Detailed Description
Here's the transformer as a whole. You can see how it is made up of two main parts.
Above: The custom transformer definition.
Let's take a closer look at the section in the blue
bookmark, as this is where all the real work takes place.
Above: The processing section.
This starts out with a
NeighborFinder transformer. Rather than the normal Base/Candidate use, we're using the NeighborFinder in a special mode in which the input is both Base AND Candidate. We set a maximum radius for finding neighbors (what I call 'tolerance') and set a list attribute to store the results.
The
ListElementCounter is then used to find how many entries are in the list - i.e. how many neighbors cluster around this point, within the defined tolerance.
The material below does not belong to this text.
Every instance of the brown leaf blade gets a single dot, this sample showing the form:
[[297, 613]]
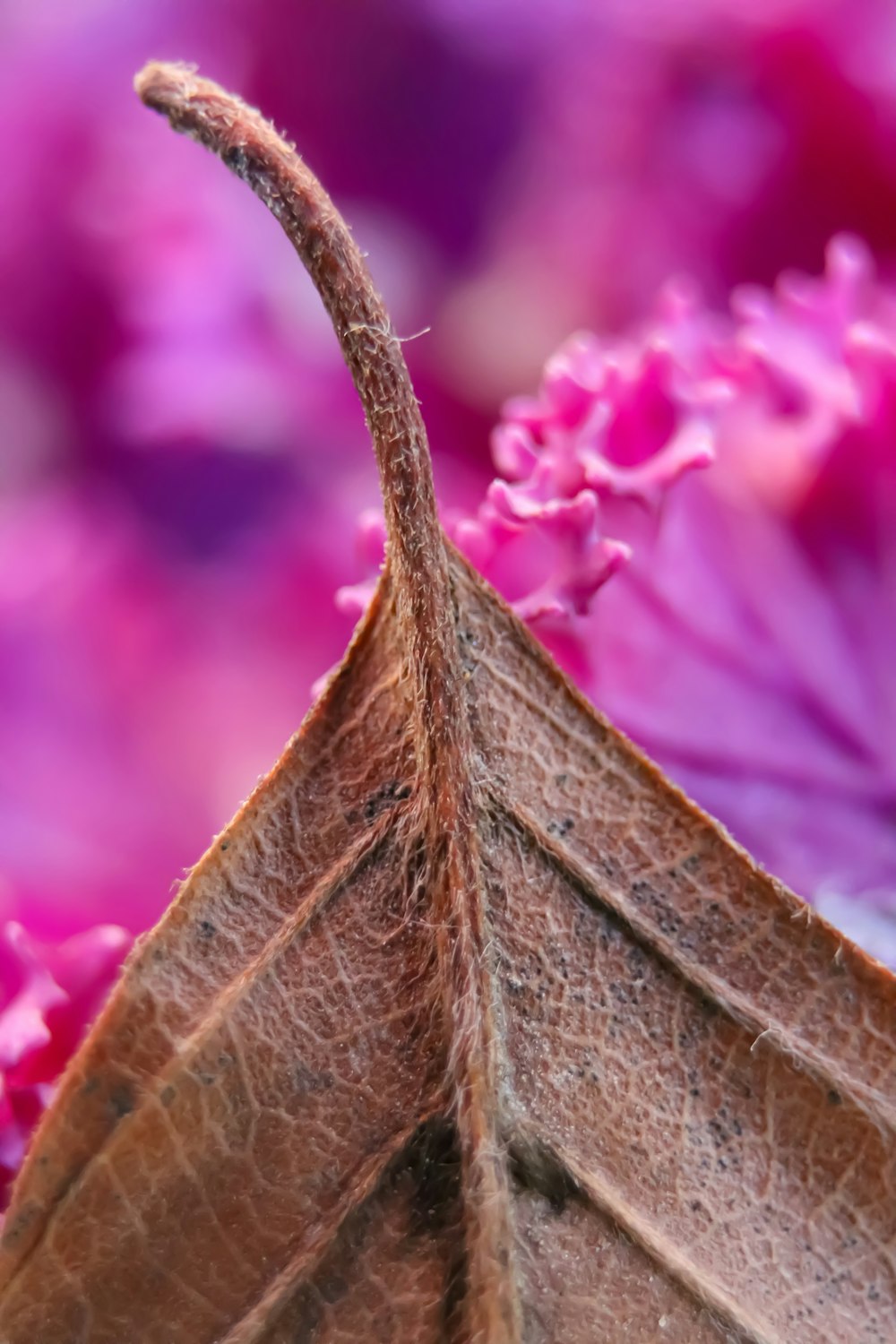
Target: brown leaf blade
[[470, 1026]]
Unmatched points (those with no neighbors) are set to 1.
The
3DForcer transformer simply sets the Z coordinate of each point to this value, and the
Scaler multiplies it by 10 to emphasize the results.
Finally, the SurfaceModeller turns the points and their Z values into a digital elevation model (DEM) and uses that to create a set of contours and a TIN surface.
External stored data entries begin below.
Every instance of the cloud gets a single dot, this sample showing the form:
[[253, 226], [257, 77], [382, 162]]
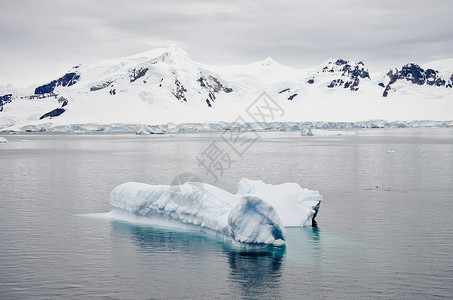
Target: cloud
[[44, 38]]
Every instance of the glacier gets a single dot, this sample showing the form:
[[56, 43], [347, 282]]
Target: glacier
[[256, 215]]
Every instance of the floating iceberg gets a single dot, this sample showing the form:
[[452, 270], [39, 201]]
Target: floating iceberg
[[257, 214]]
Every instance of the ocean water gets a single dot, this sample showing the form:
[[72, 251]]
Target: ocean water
[[385, 227]]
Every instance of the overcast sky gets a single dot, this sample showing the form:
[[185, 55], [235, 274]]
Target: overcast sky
[[42, 39]]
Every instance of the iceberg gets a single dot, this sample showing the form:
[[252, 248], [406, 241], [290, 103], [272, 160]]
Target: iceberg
[[257, 214]]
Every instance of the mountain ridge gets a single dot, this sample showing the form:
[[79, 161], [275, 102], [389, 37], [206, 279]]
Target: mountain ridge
[[166, 85]]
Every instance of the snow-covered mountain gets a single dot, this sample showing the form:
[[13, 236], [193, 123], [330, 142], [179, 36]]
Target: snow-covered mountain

The contours are simple line features compatible with almost any format. The surface is a true 3D feature, compatible with formats supporting 3D (PDF, Geodatabase, 3DS, etc).
You might be asking, "what did the red section of workspace do?". That's where we calculate a tolerance if the user did not set one.
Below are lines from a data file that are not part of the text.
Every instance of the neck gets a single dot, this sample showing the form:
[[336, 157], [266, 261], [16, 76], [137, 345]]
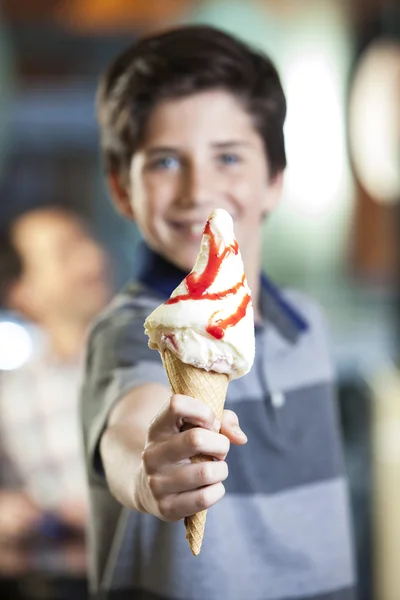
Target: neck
[[66, 338]]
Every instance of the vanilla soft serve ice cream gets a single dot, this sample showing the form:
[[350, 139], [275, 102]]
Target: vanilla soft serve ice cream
[[208, 321]]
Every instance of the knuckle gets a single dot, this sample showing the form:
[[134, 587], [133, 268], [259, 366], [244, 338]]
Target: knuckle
[[229, 415], [205, 472], [175, 405], [204, 499], [165, 510], [195, 439], [224, 470], [147, 459], [153, 483], [226, 444]]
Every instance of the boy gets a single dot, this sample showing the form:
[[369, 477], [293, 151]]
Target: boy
[[191, 120]]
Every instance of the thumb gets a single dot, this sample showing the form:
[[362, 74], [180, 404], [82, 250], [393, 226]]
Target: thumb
[[231, 429]]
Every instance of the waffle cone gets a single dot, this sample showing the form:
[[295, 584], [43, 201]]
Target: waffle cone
[[211, 388]]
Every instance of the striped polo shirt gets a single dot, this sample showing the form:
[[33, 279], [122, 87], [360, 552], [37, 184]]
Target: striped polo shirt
[[282, 531]]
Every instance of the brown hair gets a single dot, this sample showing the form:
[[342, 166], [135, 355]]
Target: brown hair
[[178, 63]]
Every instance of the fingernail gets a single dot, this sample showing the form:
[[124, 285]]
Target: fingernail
[[238, 431], [217, 425]]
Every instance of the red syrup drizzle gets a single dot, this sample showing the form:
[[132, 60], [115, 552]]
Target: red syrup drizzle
[[197, 286]]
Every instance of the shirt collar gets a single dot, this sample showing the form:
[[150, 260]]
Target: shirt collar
[[156, 273]]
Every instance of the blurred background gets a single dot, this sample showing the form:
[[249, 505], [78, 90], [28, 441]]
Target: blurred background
[[336, 234]]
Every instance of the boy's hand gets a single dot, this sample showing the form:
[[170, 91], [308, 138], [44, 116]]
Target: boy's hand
[[168, 484]]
Above: The tolerance calculation section.
Here the
NeighborFinder is again used, but this time we want to find the distance between each point and its nearest neighbor.
Then a
StatisticsCalculator and an
ExpressionEvaluator are used to calculate a tolerance value based on the average distance between points.
The
FeatureMerger then attaches that tolerance value back onto the original features.
Limitations
There are some obvious limitations, but I should probably point them out:
- I've no idea if this method is really suitable for modelling Clusters. It's just something I thought of that seems to produce a good result.
- One thing this definitely does not do is prove whether the clusters are statistically significant. They could just be random patterns.
- The tolerance calculation is convenient when you aren't sure about your data, but again it's just a method which seems to produce an acceptable result. You could experiment with values to get a better result.
Updates
Since I took the screenshots above, I made the following updates:
- Get user input on the Z exaggeration factor.
- Write to the log window a message about what tolerances are being calculated.
Future Updates
As this isn't for a particular project I don't really plan to make further updates. However I could....
- Calculate a contour interval in a similar way to the automatic tolerance calculation.
- Calculate a statistical significance figure. I'm thinking...
- Create the same number of points as the input, in the same X/Y extents, but in random locations.
- Create a surface from the random locations.
- Calculate the volume of the clustered surface minus the random surface
- The closer the value is to zero, the less clustered the original data is.